6.    Est-ce qu’on peut renoncer à percevoir la RI entre 60 et 65 ans pour ne pas avoir de pénalités sur notre RR?

Si un individu ne fait pas de demande de RI, il ne subira pas de pénalité à l’âge de 65 ans, à l’exception des victimes d’accident de la route lorsque la Société de l’assurance automobile du Québec demande contre la volonté de la victime le versement de la rente d’invalidité (art. 105.1 de la Loi sur les rentes du Québec).

Cependant, si l’individu a déjà fait une demande avant 60 ans et a été reconnu invalide, il est impossible de suspendre les prestations pour éviter les pénalités.

7.    Intégration de la RI : Si mon assurance privée ou la SAAQ m’oblige à réclamer la RI ou la RR, pour avoir droit aux prestations d’invalidité, vais-je subir la pénalité à 65 ans?

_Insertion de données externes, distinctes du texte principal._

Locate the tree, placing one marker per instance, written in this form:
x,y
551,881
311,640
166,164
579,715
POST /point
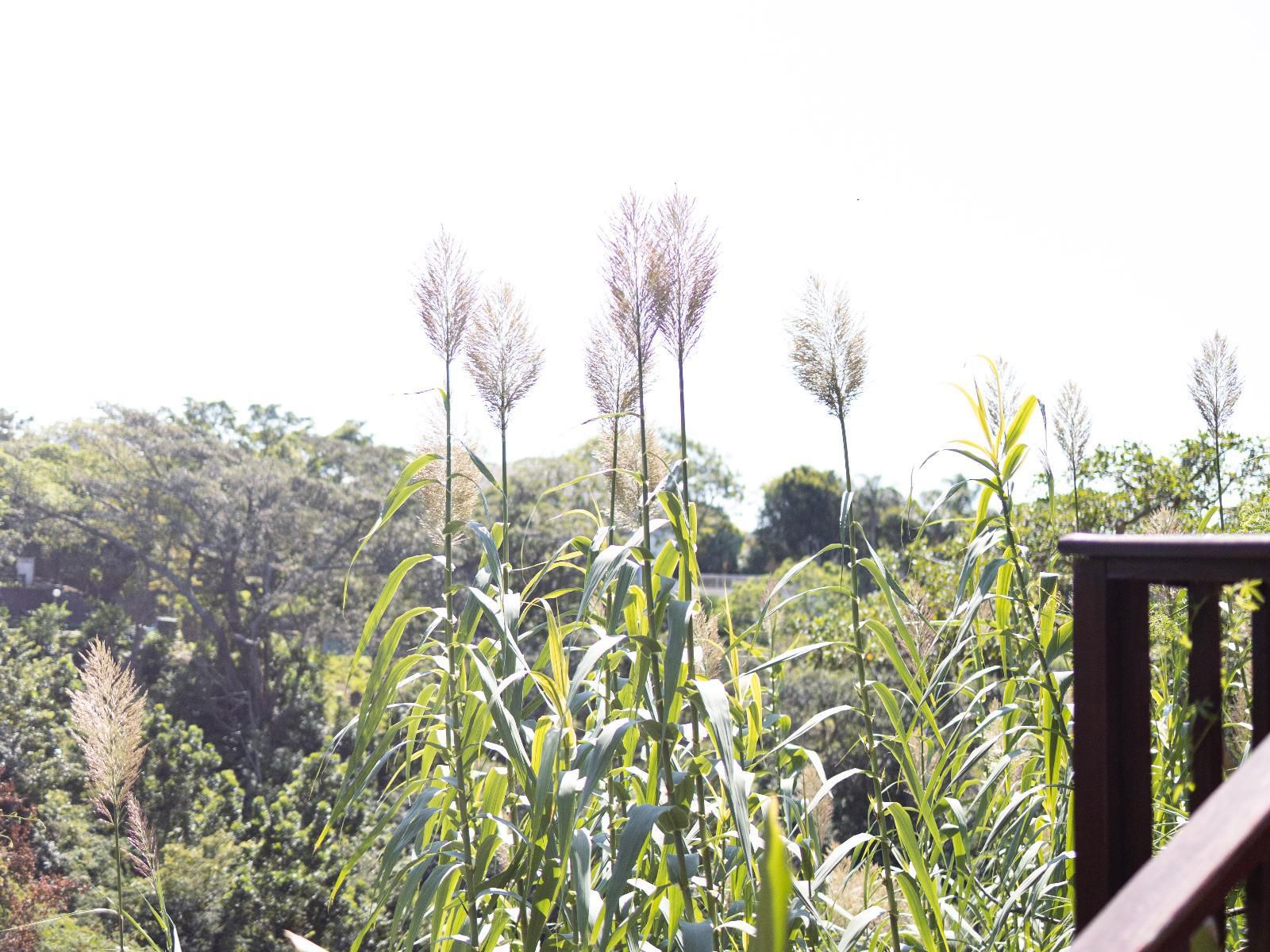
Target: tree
x,y
799,517
719,541
241,528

Oui, c’est ce que l’on appelle l’intégration de vos rentes. Par ce phénomène, un tiers peut bénéficier de votre RI ou votre RR à votre compte. Lorsque vous arriverez à 65 ans, même si vous n’avez jamais reçu d’argent directement de RQ, vous subirez la pénalité.

Cette situation se produit souvent avec les compagnies d’assurances privées.  Ces dernières vont inclure dans leur contrat d’assurance des clauses d’intégration qui vous obligeront à demander votre RR ou votre RI à Retraite Québec si vous voulez de pleines prestations d’invalidité. Si vous ne le faites pas, la compagnie d’assurance soustrait des prestations d’invalidité le montant de la RI que vous auriez pu recevoir. En acceptant de réclamer vos rentes, vous subirez la pénalité à 65 ans.

De la même façon, lorsque l’invalidité résulte exclusivement d’un accident automobile et que la SAAQ vous déclare complètement invalide, elle vous offrira une indemnité de remplacement du revenu. Si cette dernière est inférieure au montant de la RI auquel vous avez droit, elle fera une demande pour que votre RI lui soit versée directement (art 105.1 de la Loi). RQ prendra donc les montants de la RI et les versera à la SAAQ qui vous donnera une pleine indemnité de remplacement du revenu. Lorsque vous arriverez à 65 ans, vous subirez la pénalité.

B.   Questions sur les recours présentement au TAQ et devant la CS

8.    Comment MÉMO-Qc en est-il venu à supporter ce dossier ?

En 2013, après consultation de divers spécialistes, MÉMO-Qc a constaté que la pénalité prévue à l’article 120.2 de la Loi était une pénalité très préjudiciable pour les personnes en situation de handicap, ce qui n’était pas reconnu par la RéRQ. MÉMO-Qc a donc appelé la RQ, qui s’est justifiée en niant l’existence d’appauvrissement lié à la pénalité puisque celle-ci était compensée par la pension de la Sécurité de vieillesse du gouvernement canadien. MÉMO-Qc n’a pu se satisfaire de cet argument erroné. Effectivement, la pénalité crée un appauvrissement majeur pour les bénéficiaires et ce, malgré le programme fédéral.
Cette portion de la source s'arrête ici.